Salary comparison for county officials in southwest Minnesota
WORTHINGTON -- The Murray County commissioners opted for the third year in a row to freeze their annual salary at $18,544, something they said they did to help meet their budget and so they could take better care of their county employees. They also decided to leave their per diem amount at $80 per meeting.
Even though the salary has not changed in several years, Murray County is second highest behind only Cottonwood County commissioners in the Daily Globe's Minnesota county coverage area: Cottonwood, Jackson, Murray, Nobles, Pipestone and Rock counties. Cottonwood County commissioners gave themselves a 2 percent raise for 2011, for an annual salary of $18,870.
The Pipestone County commissioners left their salary and per diem the same as it has been for the past several years.
Rock County commissioners also opted not to give themselves a raise for the coming year, according to Rock County Administrator Kyle Oldre. He said their annual salary of $15,250 has been in place for at least the past four years.

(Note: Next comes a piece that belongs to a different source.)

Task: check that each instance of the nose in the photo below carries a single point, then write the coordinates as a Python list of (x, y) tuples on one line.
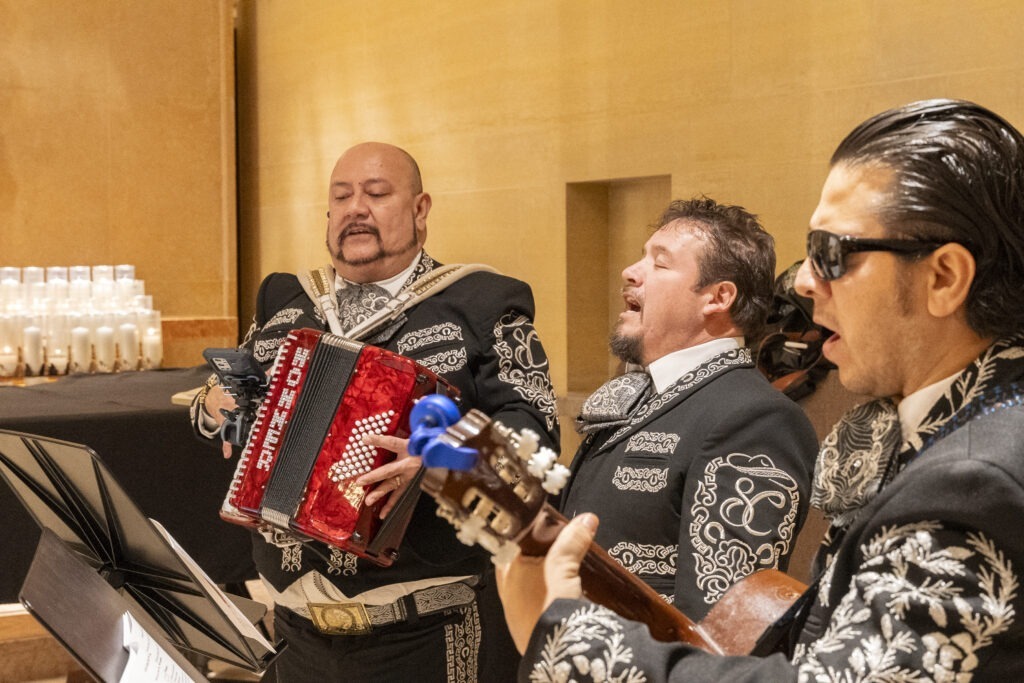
[(631, 273), (355, 206), (806, 283)]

As for per diems, they can collect $50 per half-day and $75 per full day.
"I've got a good percentage of commissioners who don't turn in any (per diem pay requests)," Oldre said, adding that they don't want to collect any more taxpayer dollars than they have to -- especially during challenging economic times.
Murray County commissioners don't seem to have that issue.
Auditor/Treasurer Heidi Winter shared figures from the 2010 commissioner payroll totals showing that although the commissioners' salaries are set at $18,544 apiece, the county has paid out more than $140,000 this year in salary, per diem and mileage to the commissioners, with one pay period yet to be added.
Even without including insurance contributions and Minnesota State Retirement System (MSRS) payouts, the lowest paid commissioner received at least $25,500 from the county, according to Winter's report.
In per diems, commissioners Gerald Magnus, Robert Moline and Kevin Vickerman each received more than $7,500.
Commissioners John Giese and Bill Sauer each received more than $12,000. Reimbursed mileage for the commissioners ranged from $848 to $2,593.
Adding in insurance, beneficiary association contributions and MSRS payouts, Murray County paid commissioners more than $200,000 in 2010 to date.
According to Winter, county employees are eligible for a portion of their vacation and sick pay to be paid out into an MSRS account upon retirement in the form of severance pay.
Since elected officials do not accrue vacation and sick leave, a policy was adopted to pay a lump one-time payment into an MSRS account based on years in office.
On Wednesday the commissioners discussed the 2011 salaries for elected officials, including the sheriff, auditor/treasurer, attorney and recorder.
After looking at the proposed figures, Magnus said he thought some of the figures looked higher than they should be and put forth a motion that each position be given a raise of $1,900 across the board.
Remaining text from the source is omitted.